The equity benchmark climbed above the 1,700 level yesterday for the first time as central banks vowed to maintain stimulus efforts and data on global manufacturing beat forecasts. It dipped as low as 0.4 percent to 1,700.68 today before paring gains and later turning higher. The S&P 500 is trading at 15.5 times projected earnings, compared with an average of 13.9 over the last five years, according to data compiled by Bloomberg.
About 83 percent of stocks in the index traded above their average prices from the past 50 days as of yesterday, according to data compiled by Bloomberg. While that’s below a 19-month high of 93 percent reached in May, it’s up from its 2013 bottom of 12.8 percent in June.
Some 115 S&P 500 (SPX) stocks had their 14-day relative-strength index exceed 70 yesterday, the most since May 21, Bloomberg data show. RSI measures the degree to which gains and losses outpace each other and some analysts who watch charts to predict market moves consider a reading over 70 an indication stock has risen too far, too fast.
Three rounds of bond purchases by the Fed, coupled with improving earnings and economic growth, have helped propel the S&P 500 up more than 150 percent from its bear-market low in 2009. Speculation about the Fed’s monthly bond purchases has whipsawed stocks since May, when Chairman Ben S. Bernanke first indicated policy makers could begin reducing the stimulus this year if the job market continues to improve.
Nine companies in the S&P 500 are reporting results today, including Warren Buffett’s Berkshire Hathaway Inc. after the close of trading. Of companies to have reported so far this period, 74 percent have topped earnings estimates and 56 percent exceeded sales forecasts, according to data compiled by Bloomberg.
The Stoxx 600 increased 0.3 percent, capping a weekly gain of 1.8 percent. Trading volumes were 4.5 percent below the 30-day average today for the European benchmark and 7.5 percent less than average for the S&P 500.
Allianz SE and Axa SA, Europe’s largest insurers, rose as earnings exceeded estimates. Royal Bank of Scotland Group Plc, Britain’s biggest publicly owned lender, slid 3.3 percent after reporting results and naming a new chief executive officer.
Most stocks rose in developing nations as weaker currencies and signs of an improving global economy boosted exporters, sending the MSCI Emerging Markets Index up 0.2 percent. Thailand’s benchmark index fell 1.2 percent to a three-week low on concern a planned anti-government demonstration and parliamentary debate on amnesty legislation will fuel political tension.
The S&P GSCI (SPGSCI) gauge of 24 commodities slipped 0.6 percent, leaving its weekly gain at 0.9 percent after falling 2.1 percent last week. West Texas Intermediate oil fell 0.9 percent to $106.94 a barrel, trimming this week’s advance to 2.1 percent.
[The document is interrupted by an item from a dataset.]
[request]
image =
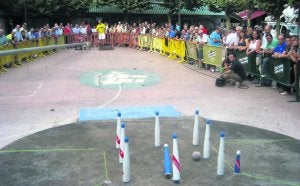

“The bulls have regained control,” Matthew Sherwood, head of investment markets research in Sydney at Perpetual Investments, which manages about $25 billion, said in an e-mail. “Fears eased about the global economy and reassuring comments from central banks confirmed that the money glut will continue.”
Germany’s 10-year bund yield declined two basis points to 1.65 percent.
The yield on similar-maturity U.K. gilts increased two basis points to 2.43 percent and the pound climbed 1.1 percent to $1.5283 after a construction index based on a survey of purchasing managers exceeded analyst estimates.
The additional yield investors demand to hold Italian 10-year bonds over equivalent maturity bunds decreased for a second day, narrowing nine basis points to 260 basis points, the least since June.
The dollar headed for weekly gains against 14 of its 16 major peers. The U.S. currency was down 0.6 percent at $1.3285 per euro today and little changed for the week. The dollar touched 99.95 yen, the strongest since July 25, before turning lower and trading down 0.7 percent at 98.86. The Aussie dollar was down 0.3 percent at 88.96 U.S. cents, a level unseen since August 2010.